İkinci durak: Lancôme Génifique Yeux Light-Pearl
Lancôme, 10 yıl süren araştırmaların ardından göz çevresi bakımında (hatta ürünün göz beyazını da daha parlak ve beyaz hale getirdiği yazıyor çeşitli bloglar) teknolojik bir devrime imza atıyor. Kendini cilt sıcaklığına göre ayarlayan, cerrahi operasyonlarda kullanılan döner başlıklı aplikatör Light-Pearl, göz çevresine masaj yapıyor, her noktaya ulaşıyor ve ürünün mükemmel formülünden en iyi şekilde yararlanmanızı sağlıyor. Bu ürünü, formülünde sıkılaştırıcı ve cildi geren maddelere de yer verdiği için daha olgun yaştaki kadınların kullanımına uygun gördüm. Eğer göz çevrenizde erken kırışıklıklar ya da sizi gerçekten rahatsız eden morluklar/halkalar yoksa lütfen bu tip ürünleri kullanmakta acele etmeyin. Ünlü dermatolog Gönül Ergenekon'un bana her fırsatta hatırlattığına göre cildimizi ağır bir ürüne vaktinden önce alıştırmak, yarardan çok zarar sağlıyor. 40'tan başlayıp ileri doğru sayanlar bu ürüne mutlaka şans vermeli.






'Çıplak' gerçek








Eğer yukarıdaki makyajlardan en az birini (muhtemelen daha fazlasını) beğeniyorsanız, makyaj masanızdaki farların kullanma tarihlerinin geçtiğini düşünüyorsanız, (mesela Chanel'in 2006'da çıkardığı dörtlü farı kazıyarak kullanmaya devam ediyorsanız) ve her şeyden önemlisi toprak tonlarının (bunun içine bronz, haki, turuncu, espresso kahvesi, koyu yeşil, vizona bakan bej, küllü kahvelerin tümü giriyor) göz makyajınızın vazgeçilmez öğesi olduğuna çoktan kanaat getirdiyseniz... Size güzel ve 'çıplak' haberlerim var. Urban Decay'in (evet, artık o da Sephora'da) Naked 2 far paleti, ihtiyacınız olan tüm tonları barındırıyor. Açıkçası, far paleti olayına inanan biri değilim, farlarımın maksimum dört tonu bir ambalajda barındırmasını isterim. Bu bronz teneke kutuyu açtığımda, başıma ne geldiğini hemen anladım: İlk bakışta aşk! Bu kadar kullanışlı bir far paletiyle daha önce hiç karşılaşmamıştım.

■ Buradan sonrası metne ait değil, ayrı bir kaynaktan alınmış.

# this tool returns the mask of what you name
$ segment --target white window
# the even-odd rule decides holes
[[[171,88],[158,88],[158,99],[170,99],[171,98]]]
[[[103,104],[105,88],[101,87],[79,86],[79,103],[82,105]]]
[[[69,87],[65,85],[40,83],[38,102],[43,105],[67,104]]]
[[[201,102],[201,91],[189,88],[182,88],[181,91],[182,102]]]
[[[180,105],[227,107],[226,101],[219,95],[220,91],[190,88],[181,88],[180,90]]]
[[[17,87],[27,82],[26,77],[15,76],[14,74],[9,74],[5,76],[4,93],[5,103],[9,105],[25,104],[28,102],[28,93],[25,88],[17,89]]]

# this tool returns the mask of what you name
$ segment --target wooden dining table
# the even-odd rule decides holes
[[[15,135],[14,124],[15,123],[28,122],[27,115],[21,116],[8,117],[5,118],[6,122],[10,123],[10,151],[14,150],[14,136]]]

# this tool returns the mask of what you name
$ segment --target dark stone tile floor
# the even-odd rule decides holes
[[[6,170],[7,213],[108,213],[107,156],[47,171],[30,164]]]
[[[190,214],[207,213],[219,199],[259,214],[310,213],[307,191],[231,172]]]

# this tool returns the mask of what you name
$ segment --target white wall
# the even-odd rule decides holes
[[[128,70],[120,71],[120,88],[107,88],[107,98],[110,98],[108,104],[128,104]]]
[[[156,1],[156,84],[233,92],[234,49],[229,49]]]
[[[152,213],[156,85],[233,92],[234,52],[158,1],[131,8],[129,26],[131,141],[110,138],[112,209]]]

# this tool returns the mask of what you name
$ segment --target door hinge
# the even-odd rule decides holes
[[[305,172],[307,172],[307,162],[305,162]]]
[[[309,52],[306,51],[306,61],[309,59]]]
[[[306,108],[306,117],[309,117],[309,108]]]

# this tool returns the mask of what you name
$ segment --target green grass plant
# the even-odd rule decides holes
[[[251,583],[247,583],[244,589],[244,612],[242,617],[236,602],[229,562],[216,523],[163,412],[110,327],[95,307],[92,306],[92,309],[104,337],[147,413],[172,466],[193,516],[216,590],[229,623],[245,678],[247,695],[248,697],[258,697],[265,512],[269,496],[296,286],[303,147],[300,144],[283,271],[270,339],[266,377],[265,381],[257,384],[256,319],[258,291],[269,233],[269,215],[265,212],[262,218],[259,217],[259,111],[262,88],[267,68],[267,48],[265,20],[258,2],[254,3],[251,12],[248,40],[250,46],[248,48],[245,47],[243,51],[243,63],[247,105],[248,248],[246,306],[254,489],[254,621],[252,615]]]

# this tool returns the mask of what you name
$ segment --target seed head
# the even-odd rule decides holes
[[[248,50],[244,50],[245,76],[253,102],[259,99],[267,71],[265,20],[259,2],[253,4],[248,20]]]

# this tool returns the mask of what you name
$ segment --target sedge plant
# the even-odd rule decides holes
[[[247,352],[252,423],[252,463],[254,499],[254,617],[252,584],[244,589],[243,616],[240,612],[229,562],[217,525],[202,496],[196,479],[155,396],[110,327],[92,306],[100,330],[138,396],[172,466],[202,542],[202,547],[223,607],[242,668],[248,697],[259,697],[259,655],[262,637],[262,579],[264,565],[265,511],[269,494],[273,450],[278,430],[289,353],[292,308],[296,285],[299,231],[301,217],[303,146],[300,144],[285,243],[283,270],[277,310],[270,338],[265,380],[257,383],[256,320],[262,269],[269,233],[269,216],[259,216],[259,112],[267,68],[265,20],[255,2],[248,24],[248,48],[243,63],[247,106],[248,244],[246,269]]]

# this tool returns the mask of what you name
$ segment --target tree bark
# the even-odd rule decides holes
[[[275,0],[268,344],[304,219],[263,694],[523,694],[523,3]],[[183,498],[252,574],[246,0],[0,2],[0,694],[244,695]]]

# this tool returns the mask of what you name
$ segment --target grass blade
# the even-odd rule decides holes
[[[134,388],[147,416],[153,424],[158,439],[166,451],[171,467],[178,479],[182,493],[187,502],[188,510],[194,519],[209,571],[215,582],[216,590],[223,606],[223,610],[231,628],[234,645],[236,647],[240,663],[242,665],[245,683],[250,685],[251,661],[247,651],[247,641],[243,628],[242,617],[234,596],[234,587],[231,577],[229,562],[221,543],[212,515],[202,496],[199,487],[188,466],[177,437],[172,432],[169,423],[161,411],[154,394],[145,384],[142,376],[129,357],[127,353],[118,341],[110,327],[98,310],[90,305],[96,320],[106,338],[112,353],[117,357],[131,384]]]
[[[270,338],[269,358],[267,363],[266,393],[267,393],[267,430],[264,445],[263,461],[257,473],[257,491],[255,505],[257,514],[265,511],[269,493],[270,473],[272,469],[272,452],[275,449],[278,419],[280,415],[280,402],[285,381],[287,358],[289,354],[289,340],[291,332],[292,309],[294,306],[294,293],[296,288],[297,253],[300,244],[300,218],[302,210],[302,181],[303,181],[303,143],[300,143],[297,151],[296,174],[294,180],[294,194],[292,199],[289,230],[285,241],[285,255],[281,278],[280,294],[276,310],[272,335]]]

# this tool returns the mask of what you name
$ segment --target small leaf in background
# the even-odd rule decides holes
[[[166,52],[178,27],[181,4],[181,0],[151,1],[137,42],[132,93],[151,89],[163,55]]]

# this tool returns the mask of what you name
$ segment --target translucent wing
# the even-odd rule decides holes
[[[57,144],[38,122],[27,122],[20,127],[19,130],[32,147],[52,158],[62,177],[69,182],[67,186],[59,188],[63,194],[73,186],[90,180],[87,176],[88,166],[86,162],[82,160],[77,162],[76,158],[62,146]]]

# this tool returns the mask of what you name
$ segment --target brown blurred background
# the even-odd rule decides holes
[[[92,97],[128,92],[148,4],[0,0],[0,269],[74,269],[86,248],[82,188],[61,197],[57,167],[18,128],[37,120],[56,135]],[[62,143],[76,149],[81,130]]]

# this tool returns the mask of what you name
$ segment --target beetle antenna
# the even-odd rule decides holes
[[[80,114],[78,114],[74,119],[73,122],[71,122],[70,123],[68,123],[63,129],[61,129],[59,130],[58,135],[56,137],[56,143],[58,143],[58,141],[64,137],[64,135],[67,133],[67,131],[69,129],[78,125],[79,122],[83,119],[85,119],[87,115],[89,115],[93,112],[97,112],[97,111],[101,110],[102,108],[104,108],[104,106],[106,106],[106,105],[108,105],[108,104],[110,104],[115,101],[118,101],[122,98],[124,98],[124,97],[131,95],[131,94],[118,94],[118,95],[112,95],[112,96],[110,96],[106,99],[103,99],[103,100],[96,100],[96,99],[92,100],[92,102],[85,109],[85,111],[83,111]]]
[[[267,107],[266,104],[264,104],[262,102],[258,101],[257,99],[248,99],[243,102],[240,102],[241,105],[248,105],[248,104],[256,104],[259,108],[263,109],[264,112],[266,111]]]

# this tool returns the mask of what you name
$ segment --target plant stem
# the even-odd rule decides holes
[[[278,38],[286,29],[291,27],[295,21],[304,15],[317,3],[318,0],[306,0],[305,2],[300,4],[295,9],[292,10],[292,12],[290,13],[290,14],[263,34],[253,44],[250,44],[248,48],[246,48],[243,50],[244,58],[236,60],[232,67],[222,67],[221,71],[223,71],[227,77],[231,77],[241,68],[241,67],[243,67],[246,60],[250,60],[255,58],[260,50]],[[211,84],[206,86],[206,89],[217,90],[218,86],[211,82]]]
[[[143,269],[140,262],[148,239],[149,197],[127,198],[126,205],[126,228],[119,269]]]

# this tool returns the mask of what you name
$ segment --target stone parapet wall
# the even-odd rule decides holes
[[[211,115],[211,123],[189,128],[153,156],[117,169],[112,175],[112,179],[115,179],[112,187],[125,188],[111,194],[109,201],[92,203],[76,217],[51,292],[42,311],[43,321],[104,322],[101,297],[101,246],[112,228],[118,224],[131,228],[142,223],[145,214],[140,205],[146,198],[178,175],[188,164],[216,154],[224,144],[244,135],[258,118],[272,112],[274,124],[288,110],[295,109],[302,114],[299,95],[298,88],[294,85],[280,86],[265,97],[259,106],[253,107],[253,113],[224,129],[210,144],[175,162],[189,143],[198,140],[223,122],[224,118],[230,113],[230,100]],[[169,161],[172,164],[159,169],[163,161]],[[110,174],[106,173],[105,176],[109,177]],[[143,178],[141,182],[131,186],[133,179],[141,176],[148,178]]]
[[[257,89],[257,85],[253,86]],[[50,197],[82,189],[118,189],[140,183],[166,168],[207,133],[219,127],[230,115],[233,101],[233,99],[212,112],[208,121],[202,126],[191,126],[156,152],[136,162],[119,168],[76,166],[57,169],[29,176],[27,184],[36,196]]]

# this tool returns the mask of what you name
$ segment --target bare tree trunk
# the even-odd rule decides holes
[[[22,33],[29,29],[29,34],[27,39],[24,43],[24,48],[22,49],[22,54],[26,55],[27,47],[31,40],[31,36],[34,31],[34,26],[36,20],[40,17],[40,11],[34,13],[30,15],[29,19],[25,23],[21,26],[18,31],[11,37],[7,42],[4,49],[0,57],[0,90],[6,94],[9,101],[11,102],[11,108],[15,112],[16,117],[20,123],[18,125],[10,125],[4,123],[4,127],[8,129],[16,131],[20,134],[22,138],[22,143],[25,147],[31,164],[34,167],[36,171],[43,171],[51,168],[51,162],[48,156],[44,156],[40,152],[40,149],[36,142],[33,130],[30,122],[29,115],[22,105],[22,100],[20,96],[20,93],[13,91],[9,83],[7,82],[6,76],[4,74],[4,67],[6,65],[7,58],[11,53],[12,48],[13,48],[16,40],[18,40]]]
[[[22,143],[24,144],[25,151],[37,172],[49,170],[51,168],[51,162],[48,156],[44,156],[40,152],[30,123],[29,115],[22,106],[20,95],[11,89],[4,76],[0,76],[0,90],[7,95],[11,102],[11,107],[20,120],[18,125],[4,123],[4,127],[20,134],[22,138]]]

Paletin içinde 12 müthiş renk dışında bir adet minik dudak parlatıcısı ve bir adet çift uçlu far fırçası bulacaksınız. Fırçanız, açık renkleri tüm göz kapağına yedirmek için de kullanılabilir, koyu renklerle gölgeler yaratmak için de. Eğer sonbaharda kendinize tek bir güzellik ödülü bahşedecekseniz, işte onu buldunuz! İlk defa ben de Sephora paketimin içine bir far paleti attım. Mutluyum, gururluyum. Şiddetle tavsiye ederim.